As previously mentioned, IRAs and SEPs have more circumstances that would prompt exemption from the 10% tax. These include: qualified higher education expenses, up to $10,000 for qualified first-time homebuyers, health insurance premiums paid while unemployed and if one’s returned IRA contributions are withdrawn by the extended due date of return.

Some 401k and other associated plans are more restrictive in receiving the tax break. Exemptions for 401k and similar plans include: corrective distributions of excess contributions, a dividend pass through from an ESOP, or if the employee separates from service during of after the year the employee reaches age 55 (age 50 for some public safety employees).

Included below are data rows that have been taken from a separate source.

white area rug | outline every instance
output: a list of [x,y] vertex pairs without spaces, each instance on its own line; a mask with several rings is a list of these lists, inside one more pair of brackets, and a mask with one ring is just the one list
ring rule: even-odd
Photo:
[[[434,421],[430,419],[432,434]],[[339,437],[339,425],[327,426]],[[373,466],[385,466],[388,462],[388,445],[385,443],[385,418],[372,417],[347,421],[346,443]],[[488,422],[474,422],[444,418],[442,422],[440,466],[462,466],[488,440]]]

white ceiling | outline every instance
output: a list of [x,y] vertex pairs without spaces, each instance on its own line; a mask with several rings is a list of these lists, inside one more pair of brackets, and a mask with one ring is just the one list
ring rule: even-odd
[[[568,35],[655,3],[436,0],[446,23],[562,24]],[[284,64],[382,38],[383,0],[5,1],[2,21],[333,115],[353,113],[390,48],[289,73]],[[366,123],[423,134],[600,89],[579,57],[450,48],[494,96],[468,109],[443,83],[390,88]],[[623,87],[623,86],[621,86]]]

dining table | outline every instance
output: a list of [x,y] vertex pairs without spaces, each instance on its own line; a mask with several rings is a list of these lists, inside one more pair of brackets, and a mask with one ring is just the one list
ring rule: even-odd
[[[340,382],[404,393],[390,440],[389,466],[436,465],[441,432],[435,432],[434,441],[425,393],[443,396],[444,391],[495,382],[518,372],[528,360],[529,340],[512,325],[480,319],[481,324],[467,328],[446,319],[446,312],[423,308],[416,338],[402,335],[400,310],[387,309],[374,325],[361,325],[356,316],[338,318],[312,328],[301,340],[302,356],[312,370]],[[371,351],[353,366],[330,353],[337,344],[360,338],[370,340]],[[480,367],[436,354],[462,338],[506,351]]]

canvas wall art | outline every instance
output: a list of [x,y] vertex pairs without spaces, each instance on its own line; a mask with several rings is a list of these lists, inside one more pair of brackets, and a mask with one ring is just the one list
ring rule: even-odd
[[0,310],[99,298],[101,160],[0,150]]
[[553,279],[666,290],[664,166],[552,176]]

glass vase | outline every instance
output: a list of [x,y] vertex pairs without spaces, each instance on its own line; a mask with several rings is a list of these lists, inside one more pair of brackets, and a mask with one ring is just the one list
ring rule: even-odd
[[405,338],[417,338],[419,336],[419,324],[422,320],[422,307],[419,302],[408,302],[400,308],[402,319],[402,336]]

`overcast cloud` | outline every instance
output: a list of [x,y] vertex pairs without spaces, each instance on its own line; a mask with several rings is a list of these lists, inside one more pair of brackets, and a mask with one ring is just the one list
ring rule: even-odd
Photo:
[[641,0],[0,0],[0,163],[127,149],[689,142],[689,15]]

Check out the full list of circumstances that could exempt you from the 10% early distributions tax here: https://www.kiplinger.com/members/links/ktl/180907/72t_Chart.pdf

We do not necessarily suggest that our clients take out distributions early, but it may be beneficial to some families and their specific financial situations. Withdrawing from these accounts early, will greatly impact the future value of your plan. Consider this situation: You are 45 years old and you want to withdraw $10,000 to cover an immediate expense. If it is exempt, then you can simply take out the full amount, but if the amount is not exempt, you will need to withdraw $11,000 to cover the 10% tax. With $10,000 withdrawn and assuming the average year over year return for the account has been 7% and you plan to retire at 65, your future account value will decrease by $41,405.